This year’s RMeS Winter School (26-27 January 2023) will be organised by Tilburg University.
For the latest edition of the winter school we invite researchers to explore, analyse, and (above all) celebrate the frayed edges of digital media culture – glitches, blurred boundaries, major or minor transgressions – and the creative potential of these ostensibly neglected or problematic areas that lie outside the mainstream. How can these “trouble spots” be useful in conceptual, theoretical, or methodological terms? How do they reveal fundamental contradictions about our digital culture? How do they queer our virtual lives? Can we build something from their malfunction?
The glitch is an interruption of our daily digital lives. When a part of the technology breaks down and manifests as a glitch, it changes the way we read, interpret, and interact online. Glitches are an aesthetic of failure. When we are interpellated by failure, as Michael Betancourt points out, the “aura of the digital” is dispelled. What should be a prescribed course of action is stopped, and we are faced with a blank screen (buffering anxiety). Glitches blur our idealised encounters with the digital. They therefore question what we expect from the digital, and how what is supposedly immaterial can reveal its material basis.
Artists, activists, and scholars have long embraced the revolutionary and critical potential of the “glitch” (Menkman), the “poor image” (Steyerl), the “accident” (Virilio), the “non-place” (Augé), the “punctum” (Barthes), the “hauntological” (Fisher), the “trouble” (Haraway), contagion, decoherence, dissonance, negation, and so on. How can we push this even further, to open the cracks that exist in everything (because “that’s where the light gets in”)? Can we intrepret the glitch as a call to arms Legacy Russell in Glitch Feminism: A Manifesto?

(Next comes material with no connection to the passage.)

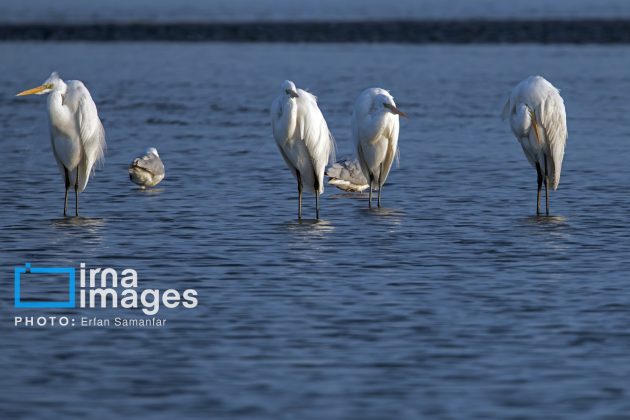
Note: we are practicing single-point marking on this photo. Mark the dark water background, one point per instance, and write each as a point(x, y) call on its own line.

Inspired by these glitches, blurrings, and transgressions, we look forward to two days of groundbreaking discussion on themes related to digital culture, including (but not limited to):
- Porous boundaries
- Fluid identities
- Failure
- Anxiety
- Glitching algorithms/machines
- Technological disobedience
- Remixing from within
- As form of (in)visibility
- As political strategy
- Encounters between the material and immaterial
The programme will feature keynote lectures by Rosa Menkman and Cecile Malaspina, a discussion group, and a workshop on research valorisation and fundraising schemes by THRIVE Institute on Research Valorisation and Fundraising Schemes.
When: 26 & 27 January 2023
Time: TBA
Where: Tilburg University
ECTS: 2 (two full days plus preparation 3 days)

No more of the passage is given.